The last part of Hsieh’s life, a period of more than 20 years, was passed entirely on the mainland, where unaccountably she found herself in conflict with yet a third regime, the Chinese Communist Party. Present with other communist leaders at the declaration of the founding of the People’s Republic of China, she was appointed to a number of official positions in the early 1950s, including chair of the Taiwan Democratic Self-Government Alliance.
The honeymoon was short-lived.
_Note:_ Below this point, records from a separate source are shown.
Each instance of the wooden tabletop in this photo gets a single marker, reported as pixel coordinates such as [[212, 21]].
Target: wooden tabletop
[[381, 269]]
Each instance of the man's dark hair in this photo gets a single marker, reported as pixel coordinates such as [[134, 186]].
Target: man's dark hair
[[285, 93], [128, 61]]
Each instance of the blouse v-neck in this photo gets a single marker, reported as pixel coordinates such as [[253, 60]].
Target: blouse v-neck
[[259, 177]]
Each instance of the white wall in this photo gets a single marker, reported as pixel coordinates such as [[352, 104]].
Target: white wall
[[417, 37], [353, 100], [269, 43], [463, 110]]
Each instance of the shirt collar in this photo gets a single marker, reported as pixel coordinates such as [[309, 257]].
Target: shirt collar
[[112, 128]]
She modified her position on Taiwanese independence to accommodate new political realities in the region, but never quite to the Party’s satisfaction. In 1952 she was attacked for lack of humility before the Party and for murky political thinking in relation to Taiwan.
In 1957 she was attacked again, and declared a “rightist”, losing her positions and her party membership. In the Cultural Revolution, she was attacked once more, this time physically. A photo provided to her biographer, now widely published on the internet, shows her in the hands of Red Guards in 1968. She died in Beijing in 1970, of lung cancer.
Emotionally, Hsieh shared most of her life and her mission with fellow-Taiwanese Yang K’o-huang, who was imprisoned with her in 1931, worked with her in a small business during the war years, and accompanied her to the mainland. The couple were never legally married: Yang had another family. But in the People’s Republic of China they lived together through the few good years and the many bad until her death. Her final words to him were that he should maintain the struggle: “the final victory will go to the people of Taiwan.”
In 1986, the Party decided to rehabilitate Hsieh. A short biographical statement written for the rehabilitation formalities included mention of her “deviations and errors” but conceded that she had “opposed invasion by outsiders” and had shown a spirit of struggle for “the realisation of the unification of the ancestral land.”
Left unchallenged, the rehabilitation statement might have defined her legacy. In 1991, however, a biography of her appeared in Taiwan. The author, long-time political dissident Chen Fang-ming, offered readers a portrait of Hsieh as a life-long champion of Taiwanese self-determination, whose tenacity and courage in face of political persecution put male political actors of her generation to shame. Widely read and influential, this biography effectively reclaimed Hsieh for Taiwan.